Twain was a lot like my father. He was going to do what he did, and that was that.
I mentioned to Erin how funny it is that some folks, like Twain, can do what he did without consequence and live a long life (Twain died at 74), while someone like me has to pack it in and change my ways earlier in life. Then there’s my father, who is nearly 66 and has gotten that far despite his habits. Papa died a few months shy of his 71st birthday. Since 70 seems to be the new 40, that doesn’t seem like much longevity in this day and age.
Of course, medical treatments back then weren’t what they are today either, so whatever.

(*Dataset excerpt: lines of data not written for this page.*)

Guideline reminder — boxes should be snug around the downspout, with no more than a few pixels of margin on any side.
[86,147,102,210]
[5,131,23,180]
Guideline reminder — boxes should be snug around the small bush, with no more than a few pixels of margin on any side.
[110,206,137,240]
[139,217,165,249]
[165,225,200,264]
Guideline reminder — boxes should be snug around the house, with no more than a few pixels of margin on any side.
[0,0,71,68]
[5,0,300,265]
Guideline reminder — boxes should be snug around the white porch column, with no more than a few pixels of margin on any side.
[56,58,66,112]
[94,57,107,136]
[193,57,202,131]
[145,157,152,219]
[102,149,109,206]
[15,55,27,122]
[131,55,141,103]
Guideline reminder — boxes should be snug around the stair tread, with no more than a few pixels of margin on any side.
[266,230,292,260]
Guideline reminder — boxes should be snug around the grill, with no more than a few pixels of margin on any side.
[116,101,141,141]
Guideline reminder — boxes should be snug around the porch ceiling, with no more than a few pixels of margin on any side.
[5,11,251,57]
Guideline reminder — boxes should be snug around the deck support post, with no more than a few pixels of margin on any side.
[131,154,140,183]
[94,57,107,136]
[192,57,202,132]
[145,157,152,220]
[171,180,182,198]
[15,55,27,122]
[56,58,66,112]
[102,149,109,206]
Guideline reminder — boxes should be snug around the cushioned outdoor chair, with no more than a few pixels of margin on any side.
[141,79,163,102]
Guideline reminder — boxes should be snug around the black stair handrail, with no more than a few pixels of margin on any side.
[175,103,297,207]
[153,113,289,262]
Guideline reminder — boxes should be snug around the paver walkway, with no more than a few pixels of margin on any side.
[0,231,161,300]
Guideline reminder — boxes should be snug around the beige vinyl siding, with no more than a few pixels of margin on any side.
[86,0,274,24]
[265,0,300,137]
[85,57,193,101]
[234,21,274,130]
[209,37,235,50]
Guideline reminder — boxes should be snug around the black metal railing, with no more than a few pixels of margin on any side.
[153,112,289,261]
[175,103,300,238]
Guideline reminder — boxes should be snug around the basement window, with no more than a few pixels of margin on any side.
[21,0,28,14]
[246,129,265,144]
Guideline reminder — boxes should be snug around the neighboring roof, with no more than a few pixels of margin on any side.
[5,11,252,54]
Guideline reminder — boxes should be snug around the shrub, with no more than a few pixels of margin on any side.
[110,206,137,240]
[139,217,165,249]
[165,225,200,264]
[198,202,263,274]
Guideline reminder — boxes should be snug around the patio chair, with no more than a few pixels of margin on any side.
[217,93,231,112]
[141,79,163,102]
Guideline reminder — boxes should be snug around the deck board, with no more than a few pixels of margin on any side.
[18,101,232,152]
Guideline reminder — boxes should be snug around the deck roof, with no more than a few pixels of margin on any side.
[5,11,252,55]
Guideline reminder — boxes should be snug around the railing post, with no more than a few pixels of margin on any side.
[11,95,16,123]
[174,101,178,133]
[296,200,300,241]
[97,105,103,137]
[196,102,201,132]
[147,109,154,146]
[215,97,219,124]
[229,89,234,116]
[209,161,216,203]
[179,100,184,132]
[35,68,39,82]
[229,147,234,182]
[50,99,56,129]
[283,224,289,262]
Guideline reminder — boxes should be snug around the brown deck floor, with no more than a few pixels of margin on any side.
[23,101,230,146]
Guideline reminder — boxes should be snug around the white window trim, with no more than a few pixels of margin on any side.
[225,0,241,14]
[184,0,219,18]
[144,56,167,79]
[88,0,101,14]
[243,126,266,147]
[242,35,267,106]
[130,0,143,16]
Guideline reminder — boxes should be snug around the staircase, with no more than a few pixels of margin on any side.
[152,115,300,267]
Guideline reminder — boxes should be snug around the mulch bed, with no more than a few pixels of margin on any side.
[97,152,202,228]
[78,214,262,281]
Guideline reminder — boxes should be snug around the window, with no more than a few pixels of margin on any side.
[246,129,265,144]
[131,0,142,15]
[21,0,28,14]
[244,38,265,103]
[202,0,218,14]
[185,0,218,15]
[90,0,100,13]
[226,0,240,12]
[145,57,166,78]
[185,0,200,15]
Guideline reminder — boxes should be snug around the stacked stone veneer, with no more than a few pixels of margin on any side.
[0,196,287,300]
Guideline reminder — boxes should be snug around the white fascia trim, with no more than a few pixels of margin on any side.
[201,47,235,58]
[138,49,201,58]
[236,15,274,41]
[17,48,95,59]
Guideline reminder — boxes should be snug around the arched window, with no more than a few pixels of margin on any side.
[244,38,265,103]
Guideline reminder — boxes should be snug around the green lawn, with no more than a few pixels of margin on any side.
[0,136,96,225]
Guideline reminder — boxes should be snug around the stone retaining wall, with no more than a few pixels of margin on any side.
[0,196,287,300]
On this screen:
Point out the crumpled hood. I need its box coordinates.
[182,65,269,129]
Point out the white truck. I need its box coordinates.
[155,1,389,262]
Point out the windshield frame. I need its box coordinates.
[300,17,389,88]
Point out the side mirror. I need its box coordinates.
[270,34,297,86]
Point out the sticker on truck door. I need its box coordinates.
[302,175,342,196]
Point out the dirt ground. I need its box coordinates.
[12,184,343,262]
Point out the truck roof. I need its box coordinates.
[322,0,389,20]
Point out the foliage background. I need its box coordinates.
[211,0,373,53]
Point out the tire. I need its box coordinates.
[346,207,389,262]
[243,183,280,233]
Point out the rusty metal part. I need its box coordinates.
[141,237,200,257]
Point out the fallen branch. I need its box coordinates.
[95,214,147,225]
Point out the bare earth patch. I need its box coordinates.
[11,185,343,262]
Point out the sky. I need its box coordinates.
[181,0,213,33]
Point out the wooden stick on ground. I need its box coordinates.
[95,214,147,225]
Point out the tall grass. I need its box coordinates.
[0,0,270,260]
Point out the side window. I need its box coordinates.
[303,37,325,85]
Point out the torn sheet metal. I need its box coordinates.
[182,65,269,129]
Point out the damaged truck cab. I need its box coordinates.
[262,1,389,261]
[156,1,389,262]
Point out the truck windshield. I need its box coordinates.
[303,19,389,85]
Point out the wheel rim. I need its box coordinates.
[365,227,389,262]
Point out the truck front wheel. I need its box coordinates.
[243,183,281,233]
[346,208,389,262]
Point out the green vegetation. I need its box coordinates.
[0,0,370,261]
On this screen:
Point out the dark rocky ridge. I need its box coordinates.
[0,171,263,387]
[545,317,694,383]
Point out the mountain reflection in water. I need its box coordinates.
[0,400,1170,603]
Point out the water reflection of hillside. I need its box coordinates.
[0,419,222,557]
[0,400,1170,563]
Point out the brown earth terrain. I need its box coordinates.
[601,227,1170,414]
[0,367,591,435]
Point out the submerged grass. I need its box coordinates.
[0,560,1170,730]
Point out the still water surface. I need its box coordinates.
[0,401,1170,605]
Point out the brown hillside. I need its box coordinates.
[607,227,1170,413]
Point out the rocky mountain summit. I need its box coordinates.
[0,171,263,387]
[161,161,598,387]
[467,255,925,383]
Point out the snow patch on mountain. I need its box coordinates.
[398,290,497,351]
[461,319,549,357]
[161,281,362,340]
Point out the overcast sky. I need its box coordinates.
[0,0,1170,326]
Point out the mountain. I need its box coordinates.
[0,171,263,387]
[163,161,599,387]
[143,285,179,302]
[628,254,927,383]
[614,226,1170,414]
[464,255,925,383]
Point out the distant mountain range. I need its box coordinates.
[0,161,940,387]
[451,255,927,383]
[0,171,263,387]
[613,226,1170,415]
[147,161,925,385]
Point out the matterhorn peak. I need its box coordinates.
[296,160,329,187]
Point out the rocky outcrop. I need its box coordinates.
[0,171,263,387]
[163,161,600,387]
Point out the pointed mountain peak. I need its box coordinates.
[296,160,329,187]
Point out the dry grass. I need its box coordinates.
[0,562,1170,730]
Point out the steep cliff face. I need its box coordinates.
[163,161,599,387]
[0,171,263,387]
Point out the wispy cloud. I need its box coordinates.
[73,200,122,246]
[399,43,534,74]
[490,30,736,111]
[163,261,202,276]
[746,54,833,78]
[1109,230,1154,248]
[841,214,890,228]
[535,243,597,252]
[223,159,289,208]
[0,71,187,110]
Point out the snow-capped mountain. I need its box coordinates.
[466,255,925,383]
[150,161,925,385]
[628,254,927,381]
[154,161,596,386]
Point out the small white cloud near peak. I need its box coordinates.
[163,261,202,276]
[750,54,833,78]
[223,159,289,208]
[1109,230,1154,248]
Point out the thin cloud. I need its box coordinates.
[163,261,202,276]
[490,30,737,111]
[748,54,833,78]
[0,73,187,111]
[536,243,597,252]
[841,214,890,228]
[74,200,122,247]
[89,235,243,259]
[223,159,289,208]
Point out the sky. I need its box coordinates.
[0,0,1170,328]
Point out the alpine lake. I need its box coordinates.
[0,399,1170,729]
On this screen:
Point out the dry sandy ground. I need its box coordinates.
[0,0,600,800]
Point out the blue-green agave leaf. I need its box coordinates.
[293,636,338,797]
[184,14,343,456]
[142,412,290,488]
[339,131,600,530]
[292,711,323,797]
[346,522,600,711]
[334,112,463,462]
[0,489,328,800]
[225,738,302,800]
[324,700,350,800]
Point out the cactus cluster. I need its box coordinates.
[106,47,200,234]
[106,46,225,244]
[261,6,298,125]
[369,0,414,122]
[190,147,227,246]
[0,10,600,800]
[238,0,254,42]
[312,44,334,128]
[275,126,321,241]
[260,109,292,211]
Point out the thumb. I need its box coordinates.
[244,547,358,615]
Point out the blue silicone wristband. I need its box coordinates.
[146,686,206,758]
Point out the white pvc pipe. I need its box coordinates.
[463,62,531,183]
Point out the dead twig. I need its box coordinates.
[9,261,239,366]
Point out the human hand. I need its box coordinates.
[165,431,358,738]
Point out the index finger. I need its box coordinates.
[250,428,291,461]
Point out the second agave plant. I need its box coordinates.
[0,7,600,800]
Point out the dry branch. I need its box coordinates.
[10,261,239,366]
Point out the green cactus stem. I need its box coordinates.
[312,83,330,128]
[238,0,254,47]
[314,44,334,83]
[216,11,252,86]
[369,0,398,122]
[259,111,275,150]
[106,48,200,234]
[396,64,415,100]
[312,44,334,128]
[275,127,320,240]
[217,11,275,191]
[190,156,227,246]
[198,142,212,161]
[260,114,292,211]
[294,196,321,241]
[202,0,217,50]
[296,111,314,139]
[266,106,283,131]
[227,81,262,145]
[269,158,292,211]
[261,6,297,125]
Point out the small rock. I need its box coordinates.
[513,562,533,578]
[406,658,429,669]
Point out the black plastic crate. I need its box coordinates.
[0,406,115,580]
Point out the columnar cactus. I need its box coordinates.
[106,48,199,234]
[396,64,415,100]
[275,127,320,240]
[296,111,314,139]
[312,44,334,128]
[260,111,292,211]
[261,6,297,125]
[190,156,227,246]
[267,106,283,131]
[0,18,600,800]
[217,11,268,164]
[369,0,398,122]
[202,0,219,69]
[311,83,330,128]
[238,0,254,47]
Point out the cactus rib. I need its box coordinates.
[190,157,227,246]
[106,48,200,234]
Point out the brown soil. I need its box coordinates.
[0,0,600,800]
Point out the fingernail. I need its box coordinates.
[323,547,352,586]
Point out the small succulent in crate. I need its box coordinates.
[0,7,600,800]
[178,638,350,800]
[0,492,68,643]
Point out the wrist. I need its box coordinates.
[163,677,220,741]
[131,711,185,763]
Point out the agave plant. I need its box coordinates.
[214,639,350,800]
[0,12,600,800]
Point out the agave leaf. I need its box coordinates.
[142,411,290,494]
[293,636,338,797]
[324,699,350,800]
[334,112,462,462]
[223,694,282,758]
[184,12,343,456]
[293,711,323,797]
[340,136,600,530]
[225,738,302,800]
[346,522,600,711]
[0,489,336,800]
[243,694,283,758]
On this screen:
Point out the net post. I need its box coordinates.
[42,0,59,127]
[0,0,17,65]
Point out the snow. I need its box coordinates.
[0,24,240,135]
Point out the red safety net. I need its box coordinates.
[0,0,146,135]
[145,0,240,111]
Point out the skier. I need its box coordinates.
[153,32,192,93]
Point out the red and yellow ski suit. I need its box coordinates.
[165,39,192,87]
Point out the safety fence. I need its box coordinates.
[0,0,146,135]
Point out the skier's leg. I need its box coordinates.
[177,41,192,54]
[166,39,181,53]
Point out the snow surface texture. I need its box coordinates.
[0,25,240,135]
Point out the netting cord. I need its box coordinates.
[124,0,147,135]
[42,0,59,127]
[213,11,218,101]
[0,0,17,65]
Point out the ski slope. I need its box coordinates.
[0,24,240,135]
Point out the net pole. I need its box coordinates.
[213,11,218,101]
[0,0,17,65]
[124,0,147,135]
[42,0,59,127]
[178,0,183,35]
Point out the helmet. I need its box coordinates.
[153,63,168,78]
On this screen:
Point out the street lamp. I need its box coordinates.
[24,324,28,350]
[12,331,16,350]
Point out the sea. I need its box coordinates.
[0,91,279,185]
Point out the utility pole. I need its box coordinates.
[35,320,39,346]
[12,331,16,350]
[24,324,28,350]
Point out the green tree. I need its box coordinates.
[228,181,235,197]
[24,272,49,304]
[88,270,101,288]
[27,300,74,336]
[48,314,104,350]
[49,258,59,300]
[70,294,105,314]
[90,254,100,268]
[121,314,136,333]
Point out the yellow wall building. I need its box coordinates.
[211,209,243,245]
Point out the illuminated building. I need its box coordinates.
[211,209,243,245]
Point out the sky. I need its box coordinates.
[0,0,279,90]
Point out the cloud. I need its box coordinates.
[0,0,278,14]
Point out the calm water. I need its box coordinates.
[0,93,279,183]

“You’re an addict,” Erin said. “Was Twain an addict?”
“Not sure,” I said.
“Either way, it’s still destructive behavior that affects you and everyone around you,” she said.
That was true in Twain’s case. Learning to live with a guy like that couldn’t have been easy for his wife.
Learning to live with a guy like me certainly hasn’t been all fun and games for Erin.
And living with my father probably hasn’t been without bumps for my step-mom.
History has it that Winston Churchill smoked cigars nonstop and was perpetually buzzed on every kind of alcohol there is. He lived to be 90.
I know from the history books that he was no fun to live with.
I can’t speak for my father, but for me one of the challenges is to remember to be me and not try to do self-destructive things because some of my heroes did them.
I tried hard to be my brother after he died. It didn’t work.
I tried hard to be Jim Morrison at one point because I thought he was cool. That didn’t work, either.
And sometimes, when I’m doing something that’s bad for me, I feel like Mark Twain, Winston Churchill and other big guys from history would approve.
There’s just one problem: I’m not them.
I try to be like my father in many ways because he’s a great man. But in other ways, I need to break the self-destructive cycle we seem to embrace.